Hey @vetsin, I don’t mind using an alternate syntax to achieve the right behavior.
However, it might be challenging to reconcile the difference between streaming (new) and rewind (current) behavior in the same GlideRecord class.
Perhaps the two consumptions styles require 2 separate GlideRecord implementations?
Another approach is to update the client to support a “query” function which yields an iterator of GlideRecords. Current users get current behavior with GlideRecord query (and a deprecation warning), and new users get fixed behavior from the client.

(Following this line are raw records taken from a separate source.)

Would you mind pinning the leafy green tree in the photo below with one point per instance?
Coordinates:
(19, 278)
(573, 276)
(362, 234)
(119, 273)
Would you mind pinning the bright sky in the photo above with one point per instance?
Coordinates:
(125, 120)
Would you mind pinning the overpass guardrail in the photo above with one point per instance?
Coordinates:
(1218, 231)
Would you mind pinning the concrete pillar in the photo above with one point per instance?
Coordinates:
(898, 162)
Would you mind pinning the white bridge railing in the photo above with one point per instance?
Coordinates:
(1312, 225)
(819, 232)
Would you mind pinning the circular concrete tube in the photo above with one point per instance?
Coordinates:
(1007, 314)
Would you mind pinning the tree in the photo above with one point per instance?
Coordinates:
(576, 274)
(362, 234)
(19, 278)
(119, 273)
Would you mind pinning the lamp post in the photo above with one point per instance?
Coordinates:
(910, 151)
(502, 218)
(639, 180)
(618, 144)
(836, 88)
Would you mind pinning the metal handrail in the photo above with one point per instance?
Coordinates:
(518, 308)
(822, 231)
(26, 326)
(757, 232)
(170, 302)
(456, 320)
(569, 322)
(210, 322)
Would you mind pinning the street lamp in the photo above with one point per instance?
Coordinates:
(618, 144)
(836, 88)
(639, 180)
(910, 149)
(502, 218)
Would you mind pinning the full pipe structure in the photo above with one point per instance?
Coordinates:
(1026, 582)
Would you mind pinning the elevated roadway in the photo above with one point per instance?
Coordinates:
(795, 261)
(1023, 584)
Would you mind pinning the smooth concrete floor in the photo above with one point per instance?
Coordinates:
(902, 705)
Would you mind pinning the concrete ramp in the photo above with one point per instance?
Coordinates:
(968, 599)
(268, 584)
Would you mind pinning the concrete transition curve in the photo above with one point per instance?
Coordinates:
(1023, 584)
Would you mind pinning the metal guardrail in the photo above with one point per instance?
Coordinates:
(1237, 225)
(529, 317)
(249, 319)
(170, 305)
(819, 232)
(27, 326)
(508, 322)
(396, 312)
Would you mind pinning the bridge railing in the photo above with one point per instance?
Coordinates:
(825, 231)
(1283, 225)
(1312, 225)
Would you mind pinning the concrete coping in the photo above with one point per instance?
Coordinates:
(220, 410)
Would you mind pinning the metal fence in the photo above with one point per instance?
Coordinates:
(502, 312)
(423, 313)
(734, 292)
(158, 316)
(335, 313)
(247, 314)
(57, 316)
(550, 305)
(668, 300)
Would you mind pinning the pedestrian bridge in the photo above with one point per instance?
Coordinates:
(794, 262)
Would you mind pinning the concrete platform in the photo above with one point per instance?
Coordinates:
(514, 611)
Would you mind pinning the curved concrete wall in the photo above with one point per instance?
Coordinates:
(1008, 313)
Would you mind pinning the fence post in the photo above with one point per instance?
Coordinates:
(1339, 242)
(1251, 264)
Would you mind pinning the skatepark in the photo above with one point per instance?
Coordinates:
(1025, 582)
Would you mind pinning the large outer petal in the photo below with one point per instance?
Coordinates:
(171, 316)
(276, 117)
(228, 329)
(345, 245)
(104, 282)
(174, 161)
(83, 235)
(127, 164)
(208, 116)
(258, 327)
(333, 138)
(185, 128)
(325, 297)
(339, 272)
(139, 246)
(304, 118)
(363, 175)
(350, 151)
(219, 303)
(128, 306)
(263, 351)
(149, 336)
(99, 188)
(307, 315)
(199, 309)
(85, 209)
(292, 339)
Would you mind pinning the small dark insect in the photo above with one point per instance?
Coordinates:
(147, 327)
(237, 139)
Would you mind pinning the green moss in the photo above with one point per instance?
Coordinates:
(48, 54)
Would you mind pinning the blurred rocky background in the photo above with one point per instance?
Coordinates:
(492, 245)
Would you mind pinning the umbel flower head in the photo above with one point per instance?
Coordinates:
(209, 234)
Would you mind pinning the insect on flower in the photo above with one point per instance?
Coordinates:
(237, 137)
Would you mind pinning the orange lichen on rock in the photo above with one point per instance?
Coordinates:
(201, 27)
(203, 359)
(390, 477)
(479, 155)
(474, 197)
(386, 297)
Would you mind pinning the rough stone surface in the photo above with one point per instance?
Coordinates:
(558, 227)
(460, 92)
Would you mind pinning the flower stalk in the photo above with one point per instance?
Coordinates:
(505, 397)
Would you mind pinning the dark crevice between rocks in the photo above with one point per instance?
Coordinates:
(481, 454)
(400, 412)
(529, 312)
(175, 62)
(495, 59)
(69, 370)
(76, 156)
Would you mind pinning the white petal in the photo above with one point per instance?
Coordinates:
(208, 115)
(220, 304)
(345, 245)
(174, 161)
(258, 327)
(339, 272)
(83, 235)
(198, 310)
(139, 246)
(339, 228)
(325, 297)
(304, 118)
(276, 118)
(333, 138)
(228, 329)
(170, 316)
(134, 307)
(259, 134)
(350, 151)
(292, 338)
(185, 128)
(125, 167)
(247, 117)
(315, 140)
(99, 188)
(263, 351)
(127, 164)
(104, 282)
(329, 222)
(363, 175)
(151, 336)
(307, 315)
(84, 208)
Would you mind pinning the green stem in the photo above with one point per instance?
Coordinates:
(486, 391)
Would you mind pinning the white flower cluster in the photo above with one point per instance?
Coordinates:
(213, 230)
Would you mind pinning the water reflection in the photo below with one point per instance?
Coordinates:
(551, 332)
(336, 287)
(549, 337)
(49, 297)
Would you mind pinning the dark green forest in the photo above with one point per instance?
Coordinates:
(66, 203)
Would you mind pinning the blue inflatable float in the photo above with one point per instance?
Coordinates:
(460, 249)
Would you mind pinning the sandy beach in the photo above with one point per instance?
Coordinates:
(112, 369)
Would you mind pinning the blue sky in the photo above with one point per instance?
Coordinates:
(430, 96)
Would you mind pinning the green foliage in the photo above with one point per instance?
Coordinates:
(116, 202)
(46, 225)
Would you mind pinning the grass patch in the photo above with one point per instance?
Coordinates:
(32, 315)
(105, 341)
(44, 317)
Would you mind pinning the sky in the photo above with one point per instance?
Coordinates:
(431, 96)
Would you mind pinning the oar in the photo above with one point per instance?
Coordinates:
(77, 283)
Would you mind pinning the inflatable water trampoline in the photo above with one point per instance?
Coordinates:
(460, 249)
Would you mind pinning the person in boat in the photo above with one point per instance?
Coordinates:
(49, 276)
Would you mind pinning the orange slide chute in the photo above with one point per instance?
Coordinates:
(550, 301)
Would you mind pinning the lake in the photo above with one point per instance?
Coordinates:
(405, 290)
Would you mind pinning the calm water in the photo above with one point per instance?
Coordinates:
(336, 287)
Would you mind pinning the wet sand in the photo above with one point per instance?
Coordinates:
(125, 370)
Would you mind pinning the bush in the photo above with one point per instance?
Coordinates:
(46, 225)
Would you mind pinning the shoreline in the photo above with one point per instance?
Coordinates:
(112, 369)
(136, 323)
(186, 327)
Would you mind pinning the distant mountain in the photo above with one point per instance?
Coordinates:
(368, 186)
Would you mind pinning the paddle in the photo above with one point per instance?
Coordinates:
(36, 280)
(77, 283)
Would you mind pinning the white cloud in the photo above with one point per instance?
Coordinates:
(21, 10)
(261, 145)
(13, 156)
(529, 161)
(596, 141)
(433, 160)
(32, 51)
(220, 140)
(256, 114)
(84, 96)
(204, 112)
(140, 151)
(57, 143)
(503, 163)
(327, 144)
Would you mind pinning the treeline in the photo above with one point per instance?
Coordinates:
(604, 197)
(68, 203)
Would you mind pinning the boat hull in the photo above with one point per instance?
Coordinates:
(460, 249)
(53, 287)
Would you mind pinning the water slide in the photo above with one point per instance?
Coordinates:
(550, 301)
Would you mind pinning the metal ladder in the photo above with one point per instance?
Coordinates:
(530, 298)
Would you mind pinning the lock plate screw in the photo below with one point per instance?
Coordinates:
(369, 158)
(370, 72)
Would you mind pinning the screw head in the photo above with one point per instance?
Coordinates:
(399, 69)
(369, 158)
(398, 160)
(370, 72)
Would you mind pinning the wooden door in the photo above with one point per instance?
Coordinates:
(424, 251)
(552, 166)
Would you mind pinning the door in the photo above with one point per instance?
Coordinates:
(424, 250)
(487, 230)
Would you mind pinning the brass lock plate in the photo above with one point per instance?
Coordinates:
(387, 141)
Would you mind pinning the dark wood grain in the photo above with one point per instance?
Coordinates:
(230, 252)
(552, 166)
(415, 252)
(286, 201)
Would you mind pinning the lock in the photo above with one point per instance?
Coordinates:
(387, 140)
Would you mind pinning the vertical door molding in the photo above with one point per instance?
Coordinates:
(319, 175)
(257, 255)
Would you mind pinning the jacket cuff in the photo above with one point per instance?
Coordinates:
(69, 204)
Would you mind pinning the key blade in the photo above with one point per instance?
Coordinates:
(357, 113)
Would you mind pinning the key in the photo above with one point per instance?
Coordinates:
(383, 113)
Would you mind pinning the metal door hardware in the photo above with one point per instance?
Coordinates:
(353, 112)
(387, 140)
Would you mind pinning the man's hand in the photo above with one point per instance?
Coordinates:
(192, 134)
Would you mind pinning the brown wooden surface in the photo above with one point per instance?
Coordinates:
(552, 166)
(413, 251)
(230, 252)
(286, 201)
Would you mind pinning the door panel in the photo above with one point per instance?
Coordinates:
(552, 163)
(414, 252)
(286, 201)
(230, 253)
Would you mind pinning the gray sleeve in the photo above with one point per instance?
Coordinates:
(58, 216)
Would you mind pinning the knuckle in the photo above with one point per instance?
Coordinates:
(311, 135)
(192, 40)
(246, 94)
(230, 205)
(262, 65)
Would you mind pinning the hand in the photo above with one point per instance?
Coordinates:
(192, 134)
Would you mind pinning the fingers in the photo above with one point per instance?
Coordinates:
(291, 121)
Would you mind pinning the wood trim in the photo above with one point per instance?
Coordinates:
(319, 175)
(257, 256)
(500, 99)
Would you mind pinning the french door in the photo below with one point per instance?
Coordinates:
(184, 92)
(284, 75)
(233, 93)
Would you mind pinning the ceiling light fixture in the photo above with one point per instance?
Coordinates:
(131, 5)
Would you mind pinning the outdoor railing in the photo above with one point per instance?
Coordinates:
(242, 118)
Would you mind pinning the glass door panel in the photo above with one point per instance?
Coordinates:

Writing the following down for notes/myself:
I believe, in pythonic terms, this is what is what would truly be expected:
gr = client.GlideRecord(table)
gr.query()
for r in iter(gr):
assert r.sys_id, 'should pass'
for r in iter(gr):
assert r.sys_id, 'should pass'
while gr.next():
assert gr.sys_id, 'should pass'
for r in gr:
assert r.sys_id, 'should pass'
for r in gr:
assert r.sys_id, 'should fail'
A possibility would be query() to return an iterable that's different from self (perhaps even just iter(self)?), however the PEP does require that __iter__ return self
Been swamped so haven't got this working -- some work to be done on how .query() behaves with non-rewinding
python's built-in range keeps producing values as is, but wrapping it in iter makes it exhaustible.
>>> x = range(1,5)
>>> list(x)
[1, 2, 3, 4]
>>> list(x)
[1, 2, 3, 4]
>>> y = iter(x)
>>> list(y)
[1, 2, 3, 4]
>>> list(y)
[]
>>> list(x)
[1, 2, 3, 4]
Another possible API is also specifying to the GlideRecord rewind=False in the constructor. Existing users will get rewind=True as a default, and new users can opt-in to the single use behaviour.
released into 1.1.8 but didn't document the change -- mostly to get dependency updates out
@naushadh i presume by the lack of complaints it works-as-expected from you? If so i'll document it into the next release.